Note: I did not file a return since 5 years ago since I was not working before 2013.


----------



## BBCWatcher (Dec 28, 2012)

Some tax preparers allow e-filing with a foreign address, and some don't. Not a problem. The IRS accepts tax returns through a magical process called paper filing via a postal service or courier. An ancient American named Ben Franklin worked to establish the U.S. Postal Service over 200 years ago. It's been working ever since and still works.


----------



## 597689 (Jul 18, 2014)

BBCWatcher said:


> Some tax preparers allow e-filing with a foreign address, and some don't. Not a problem. The IRS accepts tax returns through a magical process called paper filing via a postal service or courier. An ancient American named Ben Franklin worked to establish the U.S. Postal Service over 200 years ago. It's been working ever since and still works.


thank you for responding !!

problem is: my wife spending summer in Ohio and am in Saudi. We both need to sign the papers so we have to mail forms 2 times to get both of our signatures. This will add more time to the process especially we are late already in filing.

E Filing saves time if it works for my case


----------



## Bevdeforges (Nov 16, 2007)

Surprised that H&R Block won't let you e-file due to the foreign address. They are listed (or their software is) as one of the5 or 6 available e-filers available to overseas residents.

But, you could try one of the other e-file software sites - TurboTax, TaxAct etc. - to see if you can use them to e-file. The one issue that might come up is that they may restrict late filing to those who have used their software to file the necessary extensions. 

Unfortunately, last I checked, the Free File fillable forms the IRS offers don't seem to take foreign addresses.
Cheers,
Bev


----------



## BBCWatcher (Dec 28, 2012)

mya5112 said:


> problem is: my wife spending summer in Ohio and am in Saudi....This will add more time to the process especially we are late already in filing.


True, but you take the next best option available, and that might be it. Regular first class mail from your wife in Ohio to the IRS will take only two days, and the postmark date at the U.S. Postal Service will be the official filing date. Within the U.S. then postal filing is every bit as fast as electronic filing for purposes of satisfying IRS deadlines.

Moreover, you're not late in filing if you, H&R Block, or anybody else filed an automatic extension for you (IRS Form 4868). You're a bit late if you owe a tax payment to the IRS, but there's no avoiding that at this point, and a few more days isn't going to make much difference.


----------



## 597689 (Jul 18, 2014)

BBCWatcher said:


> Moreover, you're not late in filing if you, H&R Block, or anybody else filed an automatic extension for you (IRS Form 4868). You're a bit late if you owe a tax payment to the IRS, but there's no avoiding that at this point, and a few more days isn't going to make much difference.

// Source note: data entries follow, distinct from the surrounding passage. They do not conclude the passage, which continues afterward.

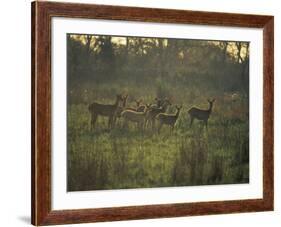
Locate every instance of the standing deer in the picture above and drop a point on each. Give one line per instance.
(168, 119)
(154, 111)
(105, 110)
(120, 108)
(202, 115)
(134, 116)
(139, 107)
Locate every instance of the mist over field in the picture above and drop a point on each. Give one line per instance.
(187, 73)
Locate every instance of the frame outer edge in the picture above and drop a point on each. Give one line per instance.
(41, 101)
(33, 104)
(268, 122)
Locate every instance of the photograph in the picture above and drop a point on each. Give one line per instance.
(151, 112)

I did not file an extension at all. I am thinking there is no tax owed to IRS so don't I have until Oct 15th to file (even without submitting extensions)? I read that somewhere.


----------



## Bevdeforges (Nov 16, 2007)

mya5112 said:


> I did not file an extension at all. I am thinking there is no tax owed to IRS so don't I have until Oct 15th to file (even without submitting extensions)? I read that somewhere.


No, as an overseas resident you have an automatic extension to June 15th. (They recently have indicated that you need to put in a cover letter explaining the late filing as being due to your overseas residence - but I doubt there is any penalty if you owe nothing.)

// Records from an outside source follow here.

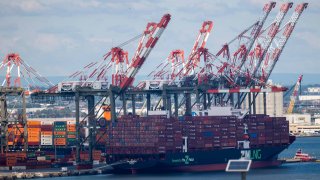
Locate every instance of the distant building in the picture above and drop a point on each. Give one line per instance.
(300, 119)
(317, 121)
(274, 103)
(309, 97)
(314, 89)
(304, 129)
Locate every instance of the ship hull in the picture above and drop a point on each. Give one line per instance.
(198, 161)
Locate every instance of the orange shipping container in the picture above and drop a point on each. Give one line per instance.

To get the extension to October 15th, you have to file a form 4868. Extension of Time To File Your Tax Return
Cheers,
Bev


----------



## BBCWatcher (Dec 28, 2012)

But don't worry about it. You're now late, but the penalty for late filing a tax return with the IRS is zero if you genuinely owe zero tax. Put your signed tax return in the mail for your wife to sign, then she signs it, makes a copy (for your family's personal files), and mails it. A few weeks late you can order a free tax transcript from the IRS to verify they received it if you wish.


----------